Gloria Steinem’s wish is for women to have complete control of their bodies and representation in the government. Her relentlessness for the women’s cause and her political growth is depicted well in the series.

Uzo Aduba, as Shirley Chisholm, steals the show. Shirley pushes the limits more than any of the other women. As a Black woman politician, Chisholm has the most going against her, but she refuses to sit down.

Shirley Chisholm ran against Senator George McGovern in the Democratic Primary in 1972. She receives death threats (leading to needing the President’s Secret Service). Bella Abzug, and other people in the Feminist movement want her to drop out. The Black Caucus does not see her as a serious candidate, but she continues to run. The third episode shows Shirley becoming paranoid constantly checking her room for surveillance bugs, but still fighting the good fight. My favorite scene in the third episode is Shirley Chisholm’s speech during the convention, where she asks for delegates to vote for her during the first vote. Shirley points out that she is the only candidate who truly cares about women’s rights and disrupting the system. Chisholm says that in the past, only a limited few could bid for President, so she ran to be the first to push through the glass ceiling.

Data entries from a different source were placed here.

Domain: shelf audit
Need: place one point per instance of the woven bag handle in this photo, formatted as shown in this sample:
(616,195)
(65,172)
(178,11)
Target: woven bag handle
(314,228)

After the speech, Bella questions Shirley on breaking the convention rules, the candidate calls her out for supporting a rigged system. Gloria hugs Chisolm but walks off the stage, refusing to support McGovern. Later Steinem makes a crooked deal with McGovern’s Campaign, but in the end, Chisholm pushes her way into the power structure and on stage with the Democratic ticket for President. I am intrigued by the first few episodes of Mrs. America. Everybody was perfectly cast. I wish that there were more American actresses cast in significant roles, but I cannot complain about the performances. They are wonderful. Tracey Ullman, as Betty Freidman, is another powerhouse, and I cannot wait to watch an episode centered on her.